To further predict enriched function and pathway information of ITGA5 interacting genes, GO function and KEGG pathway analyses were performed using Metascape. According to GO term analysis, genes interacting with ITGA5 in the PPI network are mainly related with cell-substrate adhesion, regulation of leukocyte migration, response to wounding and myeloid cell differentiation. KEGG pathway analysis showed these genes are enriched in focal adhesion, PID avb3 integrin pathway and PID integrin5 pathway. Based on these results, ITGA5 and its interacting proteins were shown to play an important role in the integrin mediated signaling pathway, leukocyte migration, cell-substrate adhesion and other essential biological processes (Fig. 6b). In addition, Cytoscape was used to determine the relationship for the enriched terms and to build a network diagram (Fig. 6c and d).

Discussion

ITGA5 belongs to the integrin alpha chain family and interacts with ITGB1 to form a heterodimeric integral membrane protein - integrin α5β1 complex that performs diverse biological functions. Despite not knowing all of the functions performed by ITGA5, multiple studies have demonstrated that increased expression of ITGA5 is associated with poor prognosis in multiple tumors types, such as triple negative breast cancer [14], lung cancer [35], hepatocellular carcinoma [36] and ovarian cancer [37]. Here, public databases were used to determine ITGA5 expression levels in different cancer types. Compared to normal tissues, ITGA5 was generally overexpressed in different cancers including multiple types of gastrointestinal tumors. We explored whether the expression of ITGA5 was correlated with patient prognosis in these different tumors. Results revealed that high expression levels of ITGA5 were significantly correlated with worse OS and DFS in four types of gastrointestinal tumors, including colorectal, pancreatic, gastric and liver cancers. Although the results did not show statistical significance, esophageal cancer patients with high ITGA5 expression levels still showed a trend of high survival risk. To understand the clinical significance of ITGA5 in gastric cancer, the prognostic values for ITGA5 expression levels with various clinicopathological factors were determined. High expression of ITGA5 was correlated with poor prognosis in gastric cancer stages II-IV, T2-T4, N1-N3 and M0-M1. These results demonstrated that ITGA5 has potential as a prognostic biomarker in gastrointestinal tumors.

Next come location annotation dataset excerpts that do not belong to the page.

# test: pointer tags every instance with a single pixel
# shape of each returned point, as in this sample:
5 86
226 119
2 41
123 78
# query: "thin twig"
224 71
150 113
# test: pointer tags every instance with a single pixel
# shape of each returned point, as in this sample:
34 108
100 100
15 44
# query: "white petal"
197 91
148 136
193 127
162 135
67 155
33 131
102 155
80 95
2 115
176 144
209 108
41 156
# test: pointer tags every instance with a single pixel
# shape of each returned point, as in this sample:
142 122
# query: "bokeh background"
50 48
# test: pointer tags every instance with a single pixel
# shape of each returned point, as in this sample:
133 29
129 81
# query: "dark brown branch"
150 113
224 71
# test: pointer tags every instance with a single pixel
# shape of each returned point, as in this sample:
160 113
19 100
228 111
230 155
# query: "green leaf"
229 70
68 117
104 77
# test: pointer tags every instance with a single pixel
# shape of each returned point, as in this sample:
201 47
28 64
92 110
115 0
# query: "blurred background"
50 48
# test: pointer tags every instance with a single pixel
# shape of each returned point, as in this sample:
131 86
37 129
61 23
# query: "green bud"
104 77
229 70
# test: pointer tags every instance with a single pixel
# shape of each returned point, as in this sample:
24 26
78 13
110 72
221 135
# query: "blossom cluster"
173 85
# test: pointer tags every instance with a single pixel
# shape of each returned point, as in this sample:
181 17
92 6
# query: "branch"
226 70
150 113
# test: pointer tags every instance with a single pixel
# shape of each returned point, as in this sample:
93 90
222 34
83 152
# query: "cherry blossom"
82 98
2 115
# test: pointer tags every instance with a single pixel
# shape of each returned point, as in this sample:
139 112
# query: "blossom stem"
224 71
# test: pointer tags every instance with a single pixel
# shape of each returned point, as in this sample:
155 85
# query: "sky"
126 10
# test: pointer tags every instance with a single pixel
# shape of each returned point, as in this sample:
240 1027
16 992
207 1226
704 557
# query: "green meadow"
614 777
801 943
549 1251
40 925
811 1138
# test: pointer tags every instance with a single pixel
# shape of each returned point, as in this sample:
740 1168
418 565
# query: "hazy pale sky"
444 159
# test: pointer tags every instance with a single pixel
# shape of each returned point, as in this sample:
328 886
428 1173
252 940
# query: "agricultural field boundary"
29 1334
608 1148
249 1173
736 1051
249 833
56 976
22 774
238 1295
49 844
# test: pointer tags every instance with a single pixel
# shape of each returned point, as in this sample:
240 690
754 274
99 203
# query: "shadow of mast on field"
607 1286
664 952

Both innate and adaptive immune cells regulate the biological behavior of tumors and the response to treatment through direct contact or signal transduction mechanisms [17]. We therefore explored the relationship between ITGA5 expression levels and immune infiltration levels. Our results indicated that ITGA5 expression was significantly and negatively correlated with immune purity in four types of gastrointestinal tumors, including COAD, ECAD, STAD and READ. In STAD and COAD, significant and positive relationships were observed between ITGA5 expression and infiltration levels for CD4 + T cells, macrophages, neutrophils and dendritic cells. In addition, the relationship between ITGA5 expression levels and immune cell markers implicates underlying regulation in STAD and COAD. First, gene markers for Th2 cells (GATA3, STAT6, STAT5A and IL13) showed a positive correlation with ITGA5 expression. The M2 macrophage markers (CD163, VSIG4 and MS4A4A) showed a moderate or strong correlation. In addition, we also observed a significant correlation between ITGA expression and monocytes and TAMs in COAD and STAD. These results revealed a potential regulatory role for ITGA5 in the polarization of macrophages. TAMs, derived from mononuclear cells, are induced to differentiate into M2 cells by cytokines such as IL-4, IL-10 and IL-13, which are secreted by Th2 cells [38,39,40]. Moreover, M2 cells exhibit protumoral activity by promoting genetic instability, angiogenesis, stem cell nurturing and local immunosuppression [41, 42]. Subsequently, IHC and western blot were performed on adjacent normal and tumor tissues extracted from gastric cancer patients to find that Th2 cell markers such as STAT6, GATA3 and the M2 cell polarization marker CD163 were significantly increased in patients with high ITGA5 expression levels. This suggested that ITGA5 may play an important role in promoting the recruitment and activation of monocytes, TAMs, Th2 cells and M2 cells in the tumor microenvironment.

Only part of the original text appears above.